Consequently, political Islam’s program belongs to the type of fascism found in dependent societies. In fact, it shares with all forms of fascism two fundamental characteristics: (1) the absence of a challenge to the essential aspects of the capitalist order (and in this context this amounts to not challenging the model of lumpen development connected to the spread of globalized neoliberal capitalism); and (2) the choice of anti-democratic, police-state forms of political management (such as the prohibition of parties and organizations, and forced Islamization of morals). 

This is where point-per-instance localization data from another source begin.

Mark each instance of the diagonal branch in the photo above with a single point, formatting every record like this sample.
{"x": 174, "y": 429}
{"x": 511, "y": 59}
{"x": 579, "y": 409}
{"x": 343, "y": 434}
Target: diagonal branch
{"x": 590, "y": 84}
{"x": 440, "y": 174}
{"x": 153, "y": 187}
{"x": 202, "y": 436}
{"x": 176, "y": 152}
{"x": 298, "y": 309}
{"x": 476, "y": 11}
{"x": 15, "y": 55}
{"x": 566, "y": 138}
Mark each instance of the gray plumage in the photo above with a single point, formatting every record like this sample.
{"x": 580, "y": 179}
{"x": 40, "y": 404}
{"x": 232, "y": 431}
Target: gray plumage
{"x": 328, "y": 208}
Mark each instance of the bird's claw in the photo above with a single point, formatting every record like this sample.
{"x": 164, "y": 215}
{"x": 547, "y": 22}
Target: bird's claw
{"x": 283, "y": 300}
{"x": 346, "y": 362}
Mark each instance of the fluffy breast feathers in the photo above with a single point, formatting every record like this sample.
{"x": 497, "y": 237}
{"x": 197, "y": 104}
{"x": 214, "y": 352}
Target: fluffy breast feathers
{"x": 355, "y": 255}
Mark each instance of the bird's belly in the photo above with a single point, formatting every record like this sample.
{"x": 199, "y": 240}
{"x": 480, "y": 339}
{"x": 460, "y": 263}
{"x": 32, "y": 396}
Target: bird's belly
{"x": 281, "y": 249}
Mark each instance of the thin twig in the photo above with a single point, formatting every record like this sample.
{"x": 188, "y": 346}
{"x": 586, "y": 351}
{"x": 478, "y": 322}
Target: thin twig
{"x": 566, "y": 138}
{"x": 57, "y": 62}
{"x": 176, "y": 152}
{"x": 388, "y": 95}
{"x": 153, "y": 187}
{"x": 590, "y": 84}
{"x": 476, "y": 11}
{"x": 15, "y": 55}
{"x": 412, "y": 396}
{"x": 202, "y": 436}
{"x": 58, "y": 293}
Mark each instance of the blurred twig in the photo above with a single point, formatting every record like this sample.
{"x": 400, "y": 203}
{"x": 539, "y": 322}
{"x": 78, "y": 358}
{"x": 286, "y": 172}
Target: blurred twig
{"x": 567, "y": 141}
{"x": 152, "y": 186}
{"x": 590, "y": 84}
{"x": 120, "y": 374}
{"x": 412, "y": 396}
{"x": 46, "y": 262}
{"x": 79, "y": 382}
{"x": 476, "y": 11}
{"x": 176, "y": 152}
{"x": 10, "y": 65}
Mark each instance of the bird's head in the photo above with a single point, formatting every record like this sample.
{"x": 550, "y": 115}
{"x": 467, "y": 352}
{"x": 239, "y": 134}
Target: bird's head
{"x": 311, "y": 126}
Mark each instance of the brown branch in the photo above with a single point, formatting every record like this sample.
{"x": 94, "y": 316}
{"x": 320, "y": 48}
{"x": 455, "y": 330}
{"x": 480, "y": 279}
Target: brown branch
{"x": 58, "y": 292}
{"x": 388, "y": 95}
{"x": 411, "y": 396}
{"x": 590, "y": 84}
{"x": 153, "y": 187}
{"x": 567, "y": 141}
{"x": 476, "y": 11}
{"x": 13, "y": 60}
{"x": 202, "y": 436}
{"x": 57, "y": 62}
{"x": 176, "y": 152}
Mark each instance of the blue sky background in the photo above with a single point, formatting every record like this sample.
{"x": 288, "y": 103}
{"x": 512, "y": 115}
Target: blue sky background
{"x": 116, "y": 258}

The anti-democratic option of the imperialist powers (which gives the lie to the pro-democratic rhetoric found in the flood of propaganda to which we are subjected), then, accepts the possible “excesses” of the Islamic regimes in question. Like other types of fascism and for the same reasons, these excesses are inscribed in the “genes” of their modes of thought: unquestioned submission to leaders, fanatic valorization of adherence to the state religion, and the formation of shock forces used to impose submission. In fact, and this can be seen already, the “Islamist” program makes progress only in the context of a civil war (between, among others, Sunnis and Shias) and results in nothing other than permanent chaos. This type of Islamist power is, then, the guarantee that the societies in question will remain absolutely incapable of asserting themselves on the world scene. It is clear that a declining United States has given up on getting something better—a stable and submissive local government—in favor of this “second best.”
But there is also the possibility that the medievalism being forced upon us will fail. Possibly Ashraf Ghani is as great a man as Ralph Nader says he is, and he will clear a new path for Afghanistan. Maybe the Marxist-inspired YPG will triumph over the Islamic State in Kobani, showing us that populist humanism is not dead yet.